Tanzanian aviation authorities on Thursday banned three Kenyan airlines from flying into the country in retaliation for Kenya subjecting passengers from Tanzania to a mandatory 14-day COVID-19 quarantine.
Tanzania reported 509 COVID-19 cases and 21 deaths in late April, when authorities stopped publishing the pandemic’s tally.
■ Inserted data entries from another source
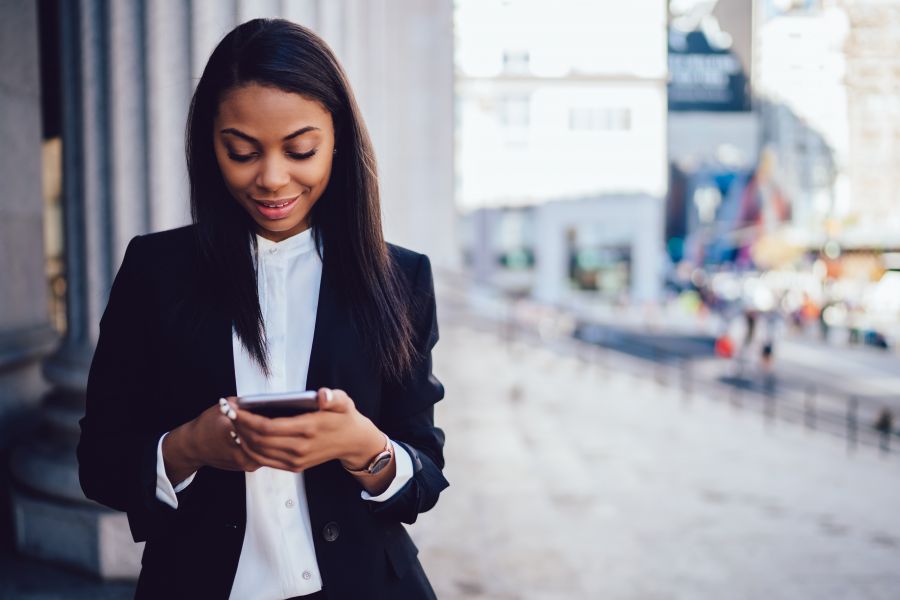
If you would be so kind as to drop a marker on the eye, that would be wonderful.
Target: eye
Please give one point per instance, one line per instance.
(304, 155)
(240, 157)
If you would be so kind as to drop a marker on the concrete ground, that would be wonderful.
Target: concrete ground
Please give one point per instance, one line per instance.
(597, 482)
(575, 481)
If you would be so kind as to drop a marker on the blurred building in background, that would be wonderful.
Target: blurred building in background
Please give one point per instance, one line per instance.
(105, 88)
(561, 145)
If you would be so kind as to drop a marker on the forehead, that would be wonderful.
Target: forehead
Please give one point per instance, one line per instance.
(269, 109)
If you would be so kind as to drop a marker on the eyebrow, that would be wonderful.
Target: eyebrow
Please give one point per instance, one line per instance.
(250, 138)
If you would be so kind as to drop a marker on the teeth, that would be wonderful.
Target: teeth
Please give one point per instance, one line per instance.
(276, 205)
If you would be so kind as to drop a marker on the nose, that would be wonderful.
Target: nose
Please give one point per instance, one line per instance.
(273, 174)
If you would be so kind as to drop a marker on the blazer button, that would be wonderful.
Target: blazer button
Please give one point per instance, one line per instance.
(331, 531)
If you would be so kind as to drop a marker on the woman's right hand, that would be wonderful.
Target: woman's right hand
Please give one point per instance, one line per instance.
(204, 441)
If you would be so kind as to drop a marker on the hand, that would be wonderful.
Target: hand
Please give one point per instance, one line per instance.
(207, 441)
(336, 431)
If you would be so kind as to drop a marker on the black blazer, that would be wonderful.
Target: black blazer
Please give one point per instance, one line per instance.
(164, 355)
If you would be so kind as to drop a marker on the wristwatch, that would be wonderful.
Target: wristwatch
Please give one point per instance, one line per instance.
(381, 460)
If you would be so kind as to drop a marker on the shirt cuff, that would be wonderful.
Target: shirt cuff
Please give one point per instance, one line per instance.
(402, 475)
(164, 490)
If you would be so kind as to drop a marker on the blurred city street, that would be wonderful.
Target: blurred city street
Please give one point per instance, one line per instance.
(597, 482)
(592, 480)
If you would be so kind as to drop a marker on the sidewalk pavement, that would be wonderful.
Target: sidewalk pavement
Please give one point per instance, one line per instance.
(595, 482)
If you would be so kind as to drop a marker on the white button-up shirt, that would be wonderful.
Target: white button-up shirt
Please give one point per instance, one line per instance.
(278, 558)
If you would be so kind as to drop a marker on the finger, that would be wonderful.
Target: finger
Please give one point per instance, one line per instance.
(325, 398)
(228, 407)
(334, 400)
(265, 444)
(264, 426)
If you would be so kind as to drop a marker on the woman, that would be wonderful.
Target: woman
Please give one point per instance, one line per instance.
(282, 282)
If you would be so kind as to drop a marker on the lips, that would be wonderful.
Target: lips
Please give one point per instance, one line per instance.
(275, 209)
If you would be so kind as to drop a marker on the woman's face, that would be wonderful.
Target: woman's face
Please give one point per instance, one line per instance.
(275, 150)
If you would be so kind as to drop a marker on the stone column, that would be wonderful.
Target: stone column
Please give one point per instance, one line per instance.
(104, 199)
(25, 331)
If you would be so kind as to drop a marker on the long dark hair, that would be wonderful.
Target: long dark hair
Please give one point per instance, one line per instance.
(346, 220)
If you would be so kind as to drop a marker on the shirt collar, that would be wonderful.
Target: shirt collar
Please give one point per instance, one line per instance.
(296, 244)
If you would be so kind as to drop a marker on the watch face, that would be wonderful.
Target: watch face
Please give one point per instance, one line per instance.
(381, 462)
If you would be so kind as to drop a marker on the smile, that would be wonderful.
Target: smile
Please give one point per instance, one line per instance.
(275, 203)
(275, 209)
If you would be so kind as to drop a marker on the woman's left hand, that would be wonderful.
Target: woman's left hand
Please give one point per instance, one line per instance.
(336, 431)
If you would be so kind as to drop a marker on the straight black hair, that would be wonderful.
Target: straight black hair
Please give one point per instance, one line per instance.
(346, 219)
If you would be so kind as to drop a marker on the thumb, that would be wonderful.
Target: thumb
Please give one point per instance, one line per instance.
(333, 400)
(326, 399)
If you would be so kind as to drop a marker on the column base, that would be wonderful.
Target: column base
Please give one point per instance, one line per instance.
(91, 539)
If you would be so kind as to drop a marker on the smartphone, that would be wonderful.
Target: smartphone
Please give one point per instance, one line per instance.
(280, 404)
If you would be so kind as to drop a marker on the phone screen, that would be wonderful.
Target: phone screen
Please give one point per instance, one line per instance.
(280, 404)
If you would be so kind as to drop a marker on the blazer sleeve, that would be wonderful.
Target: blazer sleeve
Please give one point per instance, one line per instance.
(408, 412)
(116, 451)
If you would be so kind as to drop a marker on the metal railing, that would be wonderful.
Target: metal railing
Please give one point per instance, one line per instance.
(811, 408)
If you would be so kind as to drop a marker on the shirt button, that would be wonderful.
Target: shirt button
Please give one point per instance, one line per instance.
(331, 531)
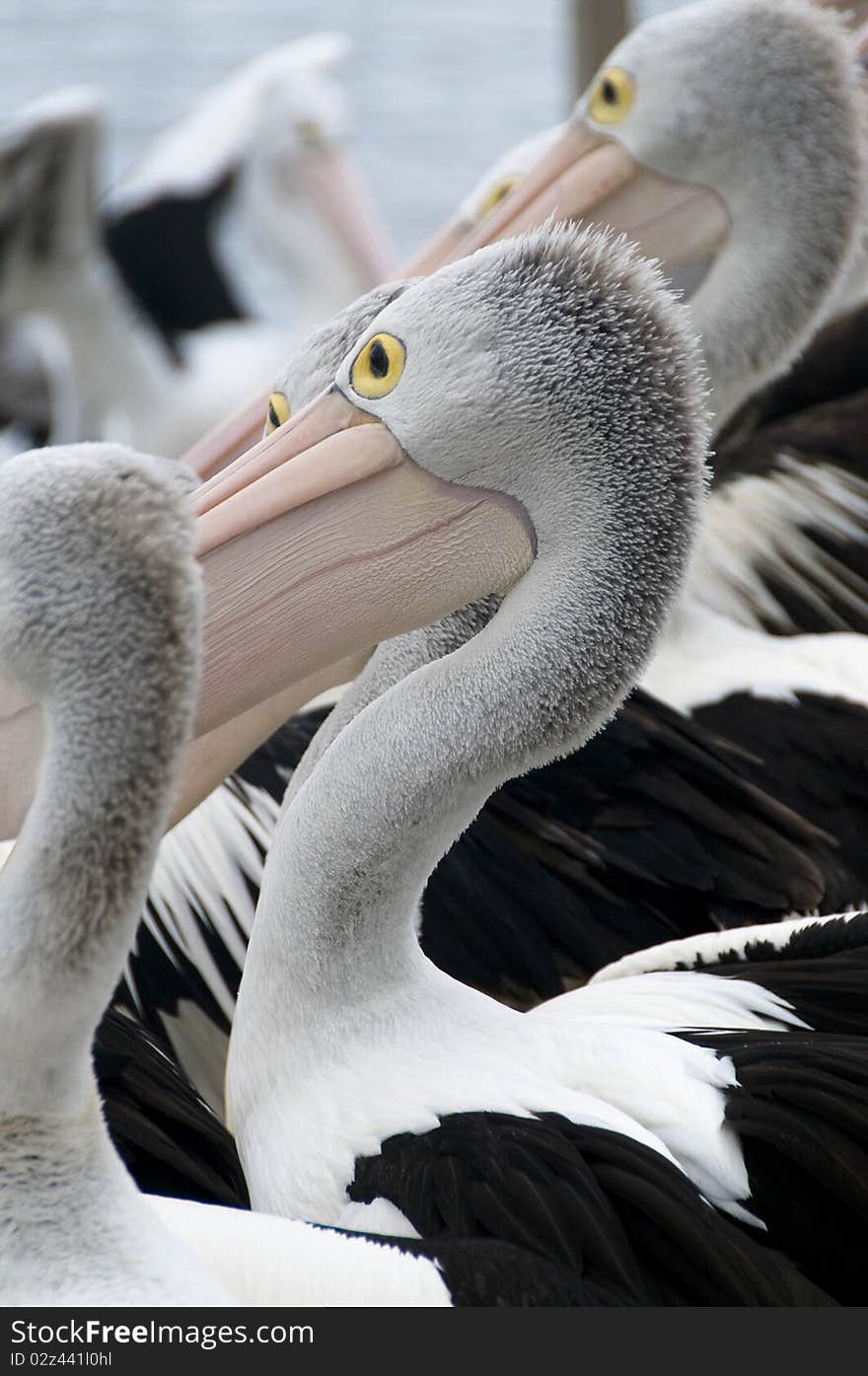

President John Magufuli has declared victory over the coronavirus pandemic, ordering social and economic activities to resume.
Hamza Johari, head of the Tanzania Civil Aviation Authority, said in a statement that Air Kenya Express, Fly540, and Safari Link Aviation will not be allowed to enter Tanzania’s airspace unless Kenya changes its policy and gives passengers from Tanzania better treatment.
Kenya accuses Tanzania of hiding its coronavirus statistics, a claim Tanzanian authorities deny.
This July, Tanzania banned Kenya Airways from flying into its territory ostensibly to retaliate against Kenya’s move to remove Tanzania from a list of more than 30 countries allowed to resume international flights into Kenya from August.
Tanzania banning the three airlines is culmination of the ongoing diplomatic dispute between the two East African countries over Tanzania’s alleged poor handling of the virus.
Tanzanian authorities were angered by Kenya expanding a list of about 100 destinations it considers safe while excluding Tanzania.
Kenya Airways resumed international flights on Aug. 1, heading to about 30 destinations for the first time since the routes were suspended in March due to the virus.
Johari insisted that the ban on Kenya’s airlines would not be lifted unless air travelers from Tanzania are treated equally as those on the list.
“Some countries are allowed to enter Kenya without the same condition despite having very high rates of COVID-19 infections,” he told Tanzanian daily The Citizen.
“What message are they sending to the world about Tanzania?” he scoffed at Kenya’s decision blacklisting Tanzania.